These are minor quibbles and many users have reported total satisfaction with their Corsairs. And other cases have been much worse. And of course, neither of those Corsairs are top of the line. But IMO, quality should transcend throughout the brand - not just at the top tiers. Even the best will have units that don't meet standards, but encountering two in recent builds left a bad taste in my mouth for Corsair cases.


----------



## Kofoed (Nov 25, 2016)

Thats a good point. I think I will be going with the Define c then, nice and compact.


----------



## Bill_Bright (Nov 25, 2016)

Kofoed said:


> Thats a good point. I think I will be going with the Define c then, nice and compact.


Okay but lets remember this is Guyvoxi8's thread so further discussion about your choice should be in your own, new thread.


----------



## Guyvoxi8 (Nov 25, 2016)

Thanks a lot evreyone i will go for  define r5 , have a nice weekend!


----------



## monim1 (Nov 30, 2016)

Both are very close to each other. No significant difference can be made. But if I have to mention only one then I would go with Define 5.


----------



## Bill_Bright (Nov 30, 2016)

monim1 said:


> No significant difference can be made.


No significant difference???  Huh? As I noted above, the R5 has 2 front panel accessible drive bays. That is a significant difference from the Define C.

If you enjoy having a DVD or Blu-ray drive permanently attached and easily accessible in your computer instead of a separate external device and its cables cluttering up your desktop, you will want that front panel access. If you enjoy having a memory card reader, advanced fan speed controller or PC Health display monitor, sound card controller or a variety of other devices designed to be installed in front panel drive bays for quick and easy access, the Define C is NOT for you.

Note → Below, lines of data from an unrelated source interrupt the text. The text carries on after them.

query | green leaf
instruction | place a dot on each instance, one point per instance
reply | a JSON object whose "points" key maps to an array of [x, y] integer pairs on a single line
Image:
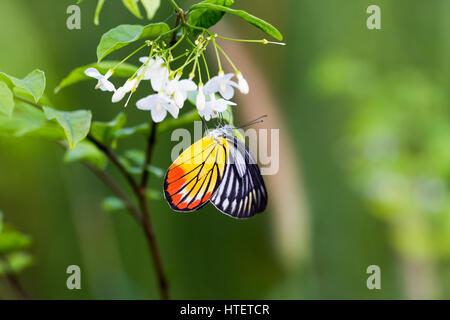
{"points": [[133, 7], [6, 99], [113, 204], [76, 124], [86, 151], [125, 34], [25, 120], [125, 70], [206, 18], [127, 132], [33, 83], [182, 121], [152, 194], [133, 161], [257, 22], [19, 261], [98, 9], [151, 6], [12, 240], [106, 132]]}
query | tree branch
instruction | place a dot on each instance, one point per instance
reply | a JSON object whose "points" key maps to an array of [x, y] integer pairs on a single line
{"points": [[102, 175]]}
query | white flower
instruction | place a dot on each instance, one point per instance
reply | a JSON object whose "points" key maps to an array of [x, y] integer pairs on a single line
{"points": [[156, 71], [122, 91], [178, 89], [221, 83], [158, 104], [103, 83], [242, 83], [200, 100], [213, 107]]}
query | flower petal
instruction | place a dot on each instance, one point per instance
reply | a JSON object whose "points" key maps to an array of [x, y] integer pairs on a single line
{"points": [[187, 85], [94, 73], [147, 103], [173, 109], [158, 116], [228, 93], [106, 85]]}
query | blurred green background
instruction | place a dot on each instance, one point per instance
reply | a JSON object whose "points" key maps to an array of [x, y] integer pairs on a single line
{"points": [[366, 113]]}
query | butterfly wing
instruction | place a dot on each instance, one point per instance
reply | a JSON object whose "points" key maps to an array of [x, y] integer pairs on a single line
{"points": [[193, 177], [242, 192]]}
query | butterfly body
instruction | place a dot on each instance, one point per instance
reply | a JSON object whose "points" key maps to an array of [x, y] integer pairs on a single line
{"points": [[218, 169]]}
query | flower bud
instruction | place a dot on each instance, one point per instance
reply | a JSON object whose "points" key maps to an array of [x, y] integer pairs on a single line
{"points": [[243, 84], [201, 100]]}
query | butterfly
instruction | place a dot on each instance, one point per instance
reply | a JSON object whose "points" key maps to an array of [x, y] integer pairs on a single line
{"points": [[219, 169]]}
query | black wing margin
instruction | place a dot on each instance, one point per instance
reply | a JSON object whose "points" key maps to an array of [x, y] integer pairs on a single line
{"points": [[242, 192]]}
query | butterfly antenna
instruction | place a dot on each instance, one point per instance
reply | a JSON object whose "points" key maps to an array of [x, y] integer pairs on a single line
{"points": [[204, 122], [257, 120]]}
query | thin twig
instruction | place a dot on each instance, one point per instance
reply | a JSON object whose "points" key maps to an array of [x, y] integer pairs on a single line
{"points": [[14, 282], [102, 175], [148, 157], [16, 286], [113, 157]]}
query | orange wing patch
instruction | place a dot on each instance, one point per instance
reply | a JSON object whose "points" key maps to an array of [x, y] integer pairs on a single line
{"points": [[193, 177]]}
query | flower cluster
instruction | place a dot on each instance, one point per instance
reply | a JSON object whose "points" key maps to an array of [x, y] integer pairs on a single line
{"points": [[170, 91]]}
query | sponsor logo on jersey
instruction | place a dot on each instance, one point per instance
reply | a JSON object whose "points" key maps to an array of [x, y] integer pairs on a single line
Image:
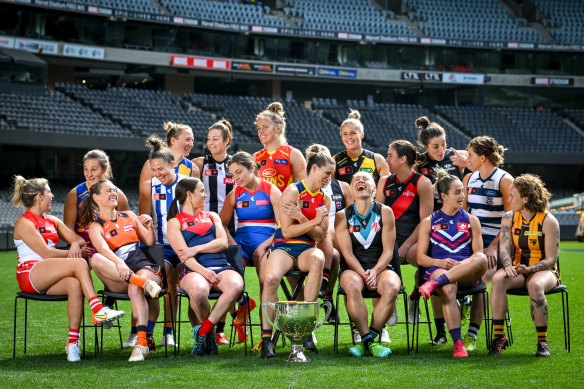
{"points": [[269, 173], [462, 227]]}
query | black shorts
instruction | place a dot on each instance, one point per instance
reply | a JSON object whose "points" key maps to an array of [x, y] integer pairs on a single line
{"points": [[137, 260]]}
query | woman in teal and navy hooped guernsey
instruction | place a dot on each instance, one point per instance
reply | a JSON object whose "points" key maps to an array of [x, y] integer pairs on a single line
{"points": [[303, 222]]}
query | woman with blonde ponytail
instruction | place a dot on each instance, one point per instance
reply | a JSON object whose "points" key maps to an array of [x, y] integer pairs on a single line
{"points": [[44, 269], [280, 163], [180, 140], [355, 158]]}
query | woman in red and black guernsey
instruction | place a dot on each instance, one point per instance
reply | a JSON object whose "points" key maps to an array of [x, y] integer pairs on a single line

But that's just one difference. Other significant differences include size. The R5 is nearly a full inch wider and more than 4 1/2 inches (which is a lot!!) deeper. It weighs more too. As a results it supports up to 8 3.5in HDs vs only 3 for the S. That is very significant! The R5 also offers more cooling options above what the Define C does, including a built in 3-speed fan controller. The R5 has a reversible front door for significantly more convenience in placement on either side of the user. And significantly, the R5 has a quick-release for the left side panel for easy access vs just thumbscrews on the Define S.

And you say the two are "very close to each other" and "no significant difference"???  Well, they are both black. 

I gotta ask, are you here to help the OP? Or to promote through that link in your sig a product many experts believe to be a snake-oil miracle cure all?


----------